Deutsches Ärzteblatt 106, Heft 3 (16.01.2009), S. A-104
Die Amtliche Gebührenordnung für Ärzte (GOÄ) wurde seit 1996 nicht novelliert, davor nur teilnovelliert, und bildet den technischen Fortschritt nicht mehr ab. Dadurch entstehen zahlreiche Probleme, die Anlass zu Rückfragen oder Reklamationen durch Patienten, die Beihilfe und die private Krankenversicherung geben und zu einer zusätzlichen Arbeitsbelastung des Arztes führen. Zusätzlich gehen inzwischen einzelne
Patienten mit falsch verstandener Selbstbestimmung an eine medizinisch notwendige Behandlung heran: „Ich wollte nicht beraten werden, der Arzt sollte mir nur …“, und auch die eigenständige Auslegung der Leistungstexte auf der Rechnung nimmt zu. Schon deshalb lohnt es sich, vor der Rechnungslegung auf die notwendigen Formalitäten (schriftliche Vereinbarung bei individuellen Gesundheitsleistungen etc.) zu achten. Bei der Rechnungslegung ist es wichtig, dass insbesondere bei gekürzten Leistungslegenden die zur korrekten Darstellung notwendigen Leistungsinhalte (Mindestzeit, Einzel vs. Gruppe etc.) der GOÄ wiedergegeben werden. Außerdem sollten die Leistungslegenden für den Laien verständlich sein.

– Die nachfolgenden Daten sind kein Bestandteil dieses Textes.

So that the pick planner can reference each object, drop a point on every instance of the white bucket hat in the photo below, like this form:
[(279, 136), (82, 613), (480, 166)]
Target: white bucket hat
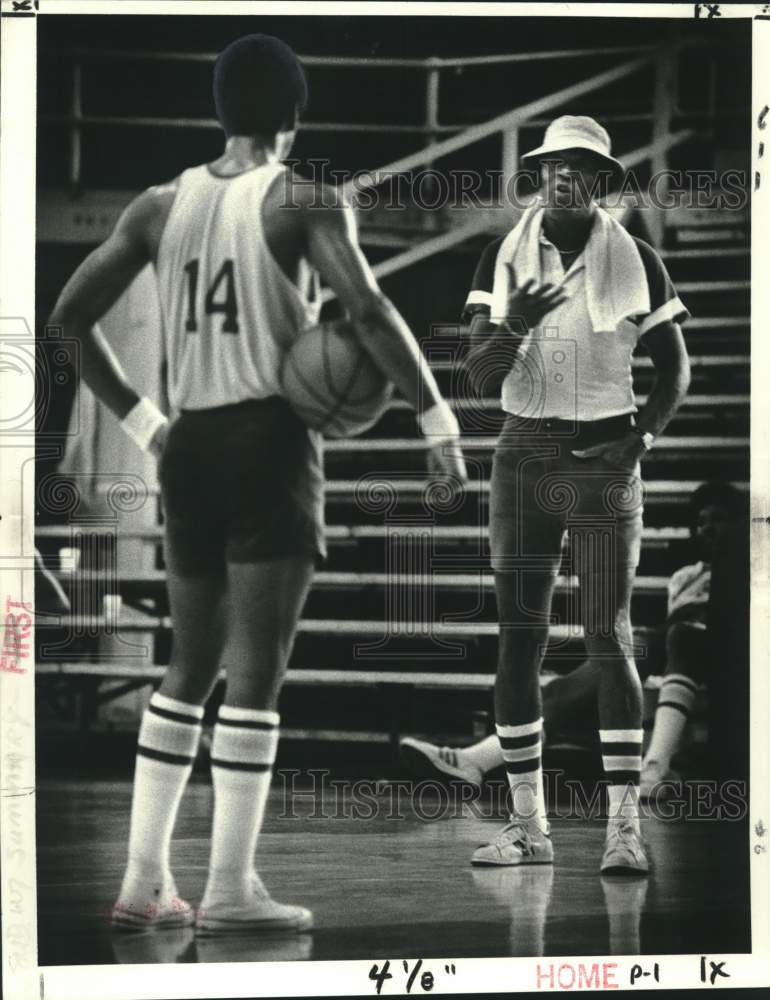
[(578, 132)]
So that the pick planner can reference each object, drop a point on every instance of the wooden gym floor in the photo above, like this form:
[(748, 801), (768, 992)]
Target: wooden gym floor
[(386, 887)]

Eine moderate und verständnisvolle Reaktion auf Reklamationen lohnt sich im Hinblick auf das Arzt-Patienten-Verhältnis und die erfolgreiche Durchsetzung von (GOÄ-konformen) Forderungen. Häufig sind nämlich die Anfragenden unsicher darüber, ob Arzt oder Versicherung recht (bei einer Auslegungsfrage) haben, und machen ihre eigene Reaktion abhängig von der (Art der) Antwort, die sie bekommen. Ganz wichtig ist daher die Schulung der von Reklamationen betroffenen Mitarbeiter über einen freundlichen und verbindlichen Umgang mit den Anfragenden. Oft stellen die Patienten in der Arztpraxis oder am Telefon eine Frage zu der Rechnung, die bei einer adäquaten Auskunft sofort zu einer Klärung und Befriedung der Situation führen kann.Wenn sich die Frage nicht sofort klären lässt, kann schon die Zusage eines Rückrufs dazu beitragen, dass der erste Ärger verraucht. Die alleinige Besprechung der Reklamation mit der Helferin oder dem Arzt sind weder nach Nr. 2 noch Nr. 1 GOÄ berechnungsfähig.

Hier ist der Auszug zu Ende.